Picture Perfect (11/08/2001)

Gay and Herb, a long-married couple from Arlington, Va., are subjects of Robert Fass’ photographic project.Manhattan photographer focuses on couples with longevity.

Robert Fass has traveled from Maine to Hawaii the last five years in search of couples willing to reveal their secrets for staying married at least four decades.

“No two stories are alike,” says the Manhattan-based photographer, actor and writer. “But although every story is different, there’s something inspirational about the commitment, stability and loyalty that all these couples demonstrate.”

His photography project, titled “As Long As We Both Shall Live: Long-Married Couples in America,” can best be described as a labor of love for Fass sparked by the passing of his father. It was on display recently at the Hebrew Home For The Aged in Riverdale.

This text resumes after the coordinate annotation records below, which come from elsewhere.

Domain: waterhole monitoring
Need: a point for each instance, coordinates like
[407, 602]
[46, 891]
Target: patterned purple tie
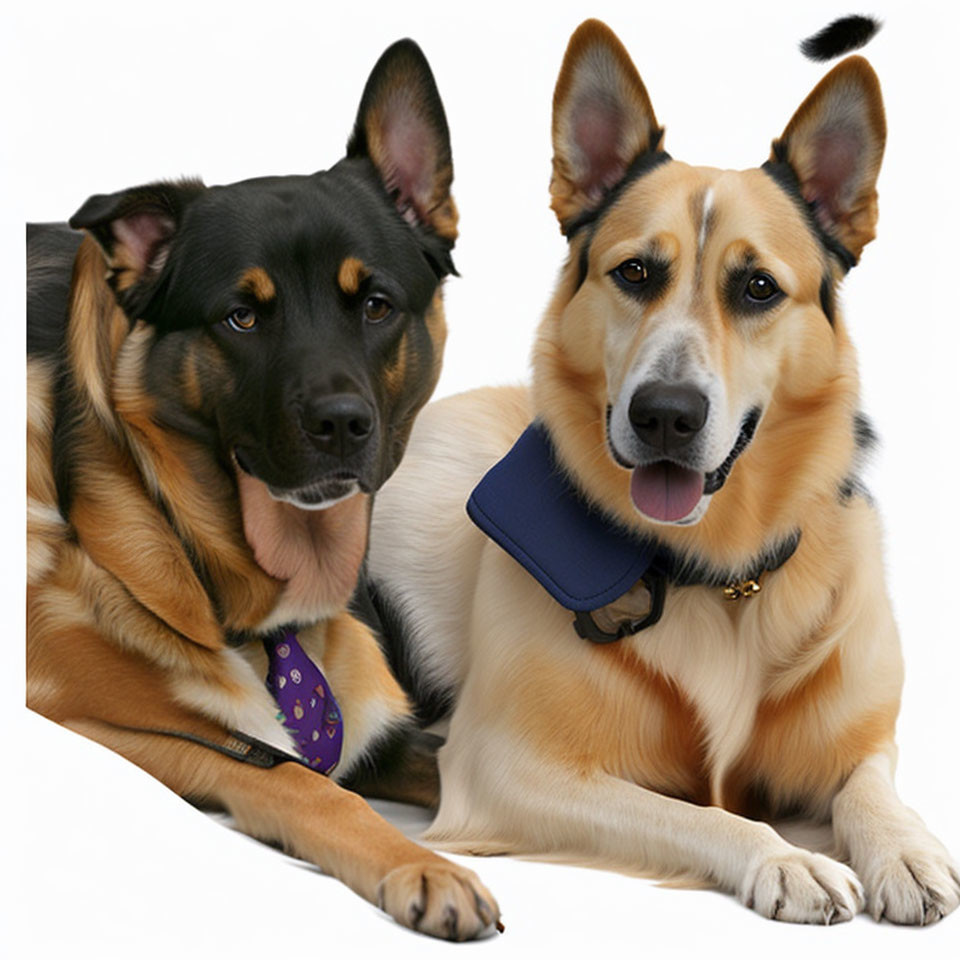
[307, 706]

Fass, 43, had taken pictures of his parents four months before his father died, and he exhibited them at the memorial service.

“People had a strong response to the photographs, as I did,” says Fass. “And a couple of months later, another couple asked if I would do portraits of them.”

Having photographed 20 couples from various racial, economic and religious communities, Fass is seeking 30 more for a book he’s working on with an agent. His project has just been accepted into the fiscal sponsorship program of the New York Foundation for the Arts.

Noting how “everything is contingent on funding,” Fass remains hopeful that his book will have wide-ranging appeal, especially since “I’m trying to cover as many perspectives as possible.”

Fass says he has received e-mails on his Web site, http://www.longmarriedcouples.com, “from people all over the world who tell me their stories.” The e-mails and his photographed subjects hail from a “certain time when by and large marriage was what you did and there was a stigma attached to divorce. This is the last generation to treat marriage as an indissoluble bond,” says Fass.

Fass is particularly moved that the 20 couples, one of whom has been married for nearly 70 years, welcomed him into their homes.

“They opened up to a stranger and that’s taking a risk,” he says. “I don’t take that for granted. I find tremendous value in these people and in their stories. I love them all.”